Barratt Sherbet BMX prize promo. UK. 1983.

Thank you for spinning your handlebars 360 degrees with us 🙂 

12 thoughts on “BMX – from a 1970s California bike craze to an Olympic sport

    • Thanks Gray, so lucky you got a Burner! One of my brothers had the Tough Burner for Christmas – such a good-looking bike with its blue and yellow trim, and I admit I was a little envious. Being the eldest, Santa got me a Raleigh 10 speed racer, which turned out to be a really good bike for the country lanes where we lived at the time.

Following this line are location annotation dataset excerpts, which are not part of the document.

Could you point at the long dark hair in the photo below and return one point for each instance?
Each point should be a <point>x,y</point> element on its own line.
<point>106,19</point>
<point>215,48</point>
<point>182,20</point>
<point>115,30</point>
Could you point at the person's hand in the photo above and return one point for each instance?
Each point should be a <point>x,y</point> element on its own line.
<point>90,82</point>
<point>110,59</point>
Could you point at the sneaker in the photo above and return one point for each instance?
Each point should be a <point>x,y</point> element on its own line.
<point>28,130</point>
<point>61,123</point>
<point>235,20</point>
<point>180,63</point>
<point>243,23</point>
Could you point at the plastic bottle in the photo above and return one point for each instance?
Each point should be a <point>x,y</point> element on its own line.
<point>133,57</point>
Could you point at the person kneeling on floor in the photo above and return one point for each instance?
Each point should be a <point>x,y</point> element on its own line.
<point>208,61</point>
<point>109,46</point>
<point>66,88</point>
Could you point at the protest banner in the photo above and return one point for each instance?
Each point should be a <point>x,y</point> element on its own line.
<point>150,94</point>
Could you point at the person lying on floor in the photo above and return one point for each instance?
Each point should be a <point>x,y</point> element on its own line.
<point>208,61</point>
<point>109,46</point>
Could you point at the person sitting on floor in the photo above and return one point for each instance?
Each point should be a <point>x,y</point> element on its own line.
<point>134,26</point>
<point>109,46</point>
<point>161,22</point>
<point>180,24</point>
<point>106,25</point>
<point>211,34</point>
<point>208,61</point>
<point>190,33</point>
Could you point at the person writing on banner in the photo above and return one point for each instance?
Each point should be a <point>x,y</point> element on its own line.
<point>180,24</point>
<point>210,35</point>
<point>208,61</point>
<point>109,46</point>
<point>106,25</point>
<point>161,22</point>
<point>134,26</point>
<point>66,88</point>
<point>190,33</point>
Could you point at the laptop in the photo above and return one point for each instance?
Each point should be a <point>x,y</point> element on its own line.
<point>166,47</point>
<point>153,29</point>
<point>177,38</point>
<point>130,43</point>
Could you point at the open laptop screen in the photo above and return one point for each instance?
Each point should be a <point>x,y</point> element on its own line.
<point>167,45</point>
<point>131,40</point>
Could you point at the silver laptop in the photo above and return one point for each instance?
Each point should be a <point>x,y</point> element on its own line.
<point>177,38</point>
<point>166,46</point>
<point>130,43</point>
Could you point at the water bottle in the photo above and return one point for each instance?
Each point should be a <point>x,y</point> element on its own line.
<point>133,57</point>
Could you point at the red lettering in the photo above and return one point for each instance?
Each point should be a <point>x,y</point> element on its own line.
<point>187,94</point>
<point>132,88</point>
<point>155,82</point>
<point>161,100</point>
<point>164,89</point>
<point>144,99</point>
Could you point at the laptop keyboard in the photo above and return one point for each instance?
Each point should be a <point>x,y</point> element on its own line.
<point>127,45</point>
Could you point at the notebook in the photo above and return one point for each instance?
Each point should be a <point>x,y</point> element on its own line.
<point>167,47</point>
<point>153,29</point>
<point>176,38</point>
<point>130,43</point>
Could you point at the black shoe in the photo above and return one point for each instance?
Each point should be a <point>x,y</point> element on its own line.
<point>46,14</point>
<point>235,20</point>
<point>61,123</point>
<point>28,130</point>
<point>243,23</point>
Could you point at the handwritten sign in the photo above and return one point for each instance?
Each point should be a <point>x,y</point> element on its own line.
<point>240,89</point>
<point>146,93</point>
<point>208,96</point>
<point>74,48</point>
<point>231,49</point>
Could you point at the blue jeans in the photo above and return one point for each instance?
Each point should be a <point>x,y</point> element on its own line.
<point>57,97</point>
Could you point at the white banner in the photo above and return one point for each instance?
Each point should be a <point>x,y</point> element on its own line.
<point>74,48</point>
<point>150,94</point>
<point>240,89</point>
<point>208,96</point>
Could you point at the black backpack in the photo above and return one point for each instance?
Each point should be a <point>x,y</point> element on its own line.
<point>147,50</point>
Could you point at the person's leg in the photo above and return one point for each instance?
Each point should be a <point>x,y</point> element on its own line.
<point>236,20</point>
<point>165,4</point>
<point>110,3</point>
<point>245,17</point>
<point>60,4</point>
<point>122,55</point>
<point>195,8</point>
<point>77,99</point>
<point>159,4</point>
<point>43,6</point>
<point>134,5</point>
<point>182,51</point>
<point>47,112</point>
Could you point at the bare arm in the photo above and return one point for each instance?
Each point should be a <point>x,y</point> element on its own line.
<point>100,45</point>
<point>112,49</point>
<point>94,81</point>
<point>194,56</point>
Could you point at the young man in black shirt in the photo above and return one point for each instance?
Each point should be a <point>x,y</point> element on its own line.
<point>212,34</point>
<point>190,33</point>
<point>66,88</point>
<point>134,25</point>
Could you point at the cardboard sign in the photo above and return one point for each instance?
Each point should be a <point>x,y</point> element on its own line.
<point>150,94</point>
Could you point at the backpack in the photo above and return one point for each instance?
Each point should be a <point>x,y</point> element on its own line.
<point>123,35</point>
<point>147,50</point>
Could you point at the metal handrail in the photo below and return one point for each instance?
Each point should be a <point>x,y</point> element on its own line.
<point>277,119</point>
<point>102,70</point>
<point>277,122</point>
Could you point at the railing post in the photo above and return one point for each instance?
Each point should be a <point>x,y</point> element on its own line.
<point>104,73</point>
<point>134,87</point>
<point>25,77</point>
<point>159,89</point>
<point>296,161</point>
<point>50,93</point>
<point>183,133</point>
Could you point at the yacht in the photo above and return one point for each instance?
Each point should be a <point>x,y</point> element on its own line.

  1. Oh you guys are gonna hate me…I had a Diamondback Pro BMX bike with full headstock and stunt peg set-up. My brother shared a house with the British Freestyle BMX champ at the time and he hooked me up with one of his ex bikes. The guy called round to deliver the bike and we were sat in my lounge when he said “Do you know what a Cherrypicker is?” I said no to which he promptly stood up grabbed the bike and performed the stunt in my front room! (This trick involved balancing on the back wheel while you stepped over and straddled the front forks and, standing on the pedals bounced up and down as if on a Pogo-Stick 🙂 ) I never got to that level but did have loads of fun and “Road Rash” burns!

    Liked by 1 person

  2. This is great,thanks. Great ads. I got a Night Burner, Xmas ’83 – still the best gift I’ve received, probably. I still have the frame. And a lovely Haro FST F&F too. The Halfords ad is especially evocative. Best wishes …

    Liked by 1 person

    • Brilliant. Thanks, Don, for commenting, and you are so lucky to have that great Christmas memory. One of my brothers had a Burner for Christmas, was such a good-looking bike, as are all them really. I love the Halfords ad too – as it’s one of the first (to my knowledge) BMX ads to come out when the craze hit Britain.